Notify your counselor immediately once you learn of your ED decision. If you are accepted under an ED plan, you must immediately withdraw your applications from the other colleges to which you applied. Your counselor will send your Mid-Year Report only to the ED school that accepted you.

ỉ Your counselor can help you assess your realistic chances – remember that they have shepherded students through many cycles of applications, and they are well aware of how Bishop O’Dowd students fare at particular schools. Consider their advice.

Early Action: Many private schools offer an EA Plan. As with ED, you must file your application by an earlier date, and the school will notify you of their decision, usually by December 15, although there can be variance with the reply date. You may also submit regular decision applications to other schools and keep those applications active even after you are admitted under an EA plan. You are not bound to accept the school’s offer of admission and may wait until the common reply date of May 1 to decide which college admissions offer you will accept. In the last few years, some highly selective colleges have moved to a “Restricted Choice/Early Action” (SCEA) program, which specifies that you may not apply to any other school’s EA or ED plan. The acceptance you receive however is non-binding. We expect that more schools will move in this direction. Read application materials very carefully to determine the limits of your application.

Service Academies/ROTC: West Point, Annapolis, and the Air Force Academy, as well as ROTC programs have unique application procedures. The academies offer a free education in exchange for service in a branch of the Armed Forces. You must begin the process early – no later than spring of your Junior year – and be in touch with your local recruiting office. You must also contact local Congressional district office. Appointments are very competitive, and in addition to top grades and scores, leadership experience during high school is an important criterion. See your counselor for more information.

Candidates’ Reply Date Agreement: Colleges notify students of their admissions decisions by April 1, although some schools may stretch notification for an additional week. You do not need to commit to the college of your choice until May 1, at which time you must also notify the colleges whose admissions offer you are not accepting. April is a good time to visit – for some of you it will be the first time, for others to take another look – does the college still meet your expectations?

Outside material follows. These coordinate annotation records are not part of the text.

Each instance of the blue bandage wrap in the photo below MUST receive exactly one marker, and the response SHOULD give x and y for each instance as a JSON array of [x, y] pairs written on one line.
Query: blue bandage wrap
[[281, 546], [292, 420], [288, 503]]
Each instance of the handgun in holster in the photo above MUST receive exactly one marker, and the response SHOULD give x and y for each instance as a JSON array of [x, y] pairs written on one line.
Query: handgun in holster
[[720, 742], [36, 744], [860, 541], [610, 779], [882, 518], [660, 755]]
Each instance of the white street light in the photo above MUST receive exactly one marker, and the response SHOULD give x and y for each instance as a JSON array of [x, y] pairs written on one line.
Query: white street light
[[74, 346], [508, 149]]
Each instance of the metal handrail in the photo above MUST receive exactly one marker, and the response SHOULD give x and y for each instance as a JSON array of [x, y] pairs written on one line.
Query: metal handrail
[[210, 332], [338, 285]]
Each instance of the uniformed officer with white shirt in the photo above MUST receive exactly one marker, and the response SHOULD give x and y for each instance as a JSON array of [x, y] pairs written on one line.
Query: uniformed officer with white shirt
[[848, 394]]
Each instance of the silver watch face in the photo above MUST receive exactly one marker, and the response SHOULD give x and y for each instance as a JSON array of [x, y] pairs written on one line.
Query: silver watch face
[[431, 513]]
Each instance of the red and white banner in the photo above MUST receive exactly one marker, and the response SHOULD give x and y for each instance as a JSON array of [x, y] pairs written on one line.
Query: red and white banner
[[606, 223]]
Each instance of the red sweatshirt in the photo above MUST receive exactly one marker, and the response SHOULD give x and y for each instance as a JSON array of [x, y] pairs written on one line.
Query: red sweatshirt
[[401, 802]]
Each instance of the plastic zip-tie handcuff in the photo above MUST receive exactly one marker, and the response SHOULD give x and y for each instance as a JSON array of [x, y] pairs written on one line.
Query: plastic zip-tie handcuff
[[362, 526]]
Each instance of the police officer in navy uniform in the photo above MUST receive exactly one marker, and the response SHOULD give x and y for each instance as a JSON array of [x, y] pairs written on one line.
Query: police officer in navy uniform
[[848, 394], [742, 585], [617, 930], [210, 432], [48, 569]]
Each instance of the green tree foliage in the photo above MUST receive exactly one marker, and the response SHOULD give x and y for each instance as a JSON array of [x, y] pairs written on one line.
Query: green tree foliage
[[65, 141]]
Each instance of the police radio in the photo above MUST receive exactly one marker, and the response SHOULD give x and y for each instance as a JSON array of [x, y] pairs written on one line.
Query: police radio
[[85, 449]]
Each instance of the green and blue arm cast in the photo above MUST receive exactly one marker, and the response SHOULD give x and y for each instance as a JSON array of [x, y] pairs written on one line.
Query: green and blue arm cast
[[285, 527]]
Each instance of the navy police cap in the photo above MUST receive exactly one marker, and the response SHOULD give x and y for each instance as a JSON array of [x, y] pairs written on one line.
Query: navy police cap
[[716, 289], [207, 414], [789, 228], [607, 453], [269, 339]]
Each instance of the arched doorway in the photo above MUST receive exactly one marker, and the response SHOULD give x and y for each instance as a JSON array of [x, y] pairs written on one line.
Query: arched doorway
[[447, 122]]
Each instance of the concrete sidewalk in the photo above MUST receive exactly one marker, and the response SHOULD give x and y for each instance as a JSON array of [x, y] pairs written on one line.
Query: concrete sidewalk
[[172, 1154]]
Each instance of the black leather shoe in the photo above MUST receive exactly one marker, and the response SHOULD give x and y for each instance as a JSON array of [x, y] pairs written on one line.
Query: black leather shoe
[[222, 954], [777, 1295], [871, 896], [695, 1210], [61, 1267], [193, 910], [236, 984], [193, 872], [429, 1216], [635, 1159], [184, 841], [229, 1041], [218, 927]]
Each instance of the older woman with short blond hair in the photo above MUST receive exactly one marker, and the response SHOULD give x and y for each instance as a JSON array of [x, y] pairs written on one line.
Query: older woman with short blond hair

Wait List: In addition to accepting or denying students, private colleges develop wait lists of students they like but cannot accommodate with an acceptance. Since colleges gamble on how many students will accept their offers, the wait list serves as an insurance policy in case they do not reach their numbers (their “yield”). You will be asked if you wish to remain on the wait list.

If you choose to remain on the list, you must still accept at one of your other colleges to hold a place for yourself in the fall freshman class. Typically a college may place hundreds of

students on a wait list. If you elect to stay on one, check with your counselor on how you and he or she can advocate for your admission. If this is your first choice school, be proactive but do not be obnoxious. There is a delicate balance, and your counselor can help you determine the best course of action.